確か、アウグスティヌス辺りが「外婚は全く見知らぬ人々を結び付けるのだから社会にとって良いものである」みたいなことを言っていたように思います。
最近読んだ本では、W.H.マクニールの「ヴェネツィア」の中でも「中世イタリア、ないしその後の西洋全体の興隆の基礎には、特に親族関係に無い人々が様々な目的のために【特別団体】を形成できた事があった(中東ではそれが上手く行かなかった)」という事が書かれていました。

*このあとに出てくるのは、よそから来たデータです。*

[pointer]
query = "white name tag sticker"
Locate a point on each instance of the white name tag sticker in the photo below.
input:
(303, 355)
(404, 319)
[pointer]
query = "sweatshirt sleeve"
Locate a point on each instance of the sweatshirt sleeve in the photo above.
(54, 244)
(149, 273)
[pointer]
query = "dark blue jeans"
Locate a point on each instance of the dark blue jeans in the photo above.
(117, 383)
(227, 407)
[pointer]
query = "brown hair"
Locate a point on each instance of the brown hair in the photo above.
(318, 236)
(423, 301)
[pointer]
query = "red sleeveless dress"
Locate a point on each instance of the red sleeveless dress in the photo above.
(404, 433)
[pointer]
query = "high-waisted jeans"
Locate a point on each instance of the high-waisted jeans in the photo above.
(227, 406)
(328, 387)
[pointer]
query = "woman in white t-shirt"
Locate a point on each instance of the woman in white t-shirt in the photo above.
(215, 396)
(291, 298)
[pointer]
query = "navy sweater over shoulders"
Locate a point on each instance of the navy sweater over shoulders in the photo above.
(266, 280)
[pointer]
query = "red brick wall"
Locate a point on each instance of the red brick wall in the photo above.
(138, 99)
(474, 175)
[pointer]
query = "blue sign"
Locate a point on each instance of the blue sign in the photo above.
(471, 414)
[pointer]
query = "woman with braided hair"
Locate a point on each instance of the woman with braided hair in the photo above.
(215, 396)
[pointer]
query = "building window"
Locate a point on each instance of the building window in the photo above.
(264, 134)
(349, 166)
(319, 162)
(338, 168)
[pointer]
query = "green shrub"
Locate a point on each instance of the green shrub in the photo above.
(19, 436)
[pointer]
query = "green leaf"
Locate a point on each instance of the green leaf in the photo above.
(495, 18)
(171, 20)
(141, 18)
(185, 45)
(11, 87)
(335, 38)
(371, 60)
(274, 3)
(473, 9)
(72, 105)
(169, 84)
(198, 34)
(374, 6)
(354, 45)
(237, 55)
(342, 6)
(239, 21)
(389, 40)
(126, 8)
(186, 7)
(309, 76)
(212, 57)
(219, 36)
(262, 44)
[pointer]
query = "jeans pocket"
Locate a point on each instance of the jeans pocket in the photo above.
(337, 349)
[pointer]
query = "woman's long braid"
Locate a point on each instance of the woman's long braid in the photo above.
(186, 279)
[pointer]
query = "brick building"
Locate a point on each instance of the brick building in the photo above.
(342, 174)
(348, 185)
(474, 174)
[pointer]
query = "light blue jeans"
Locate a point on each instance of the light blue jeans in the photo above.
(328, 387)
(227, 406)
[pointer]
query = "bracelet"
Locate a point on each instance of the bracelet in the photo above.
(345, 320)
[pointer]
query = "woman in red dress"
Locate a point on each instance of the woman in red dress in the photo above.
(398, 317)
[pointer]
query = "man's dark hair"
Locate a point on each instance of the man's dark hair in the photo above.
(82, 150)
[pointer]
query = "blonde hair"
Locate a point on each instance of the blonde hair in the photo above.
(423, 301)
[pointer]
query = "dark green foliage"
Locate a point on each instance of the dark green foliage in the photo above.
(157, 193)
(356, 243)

おそらく、家族制度と社会制度が強く連関しているという考えは、トッドに限らず西洋ではかなり一般的なようですね。
尤も、それはおそらく
外婚制→「むしろよそ者を信用し彼らと協力することに積極的な社会」
外婚制→教会による内婚の禁止
であって、教会による内婚の禁止がWEIRDnessの要因だとは考えづらいですが。

ていうか、そもそもWEIRDという語自体が微妙ですよね。近代化の成否というのは、結局のところ大衆識字化に掛かっているのであって、E以外はその経済的結果を示しているのに過ぎないと思います。Wなんて論外です。近代化は須らく内的要因によって可能になり、その結果も独自の形態を取ってきたのであって、アジアのWesternisationなんてものは凡そ存在しないのです。全く差別的な表現で、未だにOrientalismにはまり込んでいるのかと思わざるを得ません。

desaixjp
はじめまして。
この件については、問題点のある論文が有名な科学誌に掲載されたことの方がまずいんでしょう。
サイエンス誌がなぜこの論文を載せることにしたのか、その経緯の方が気になります。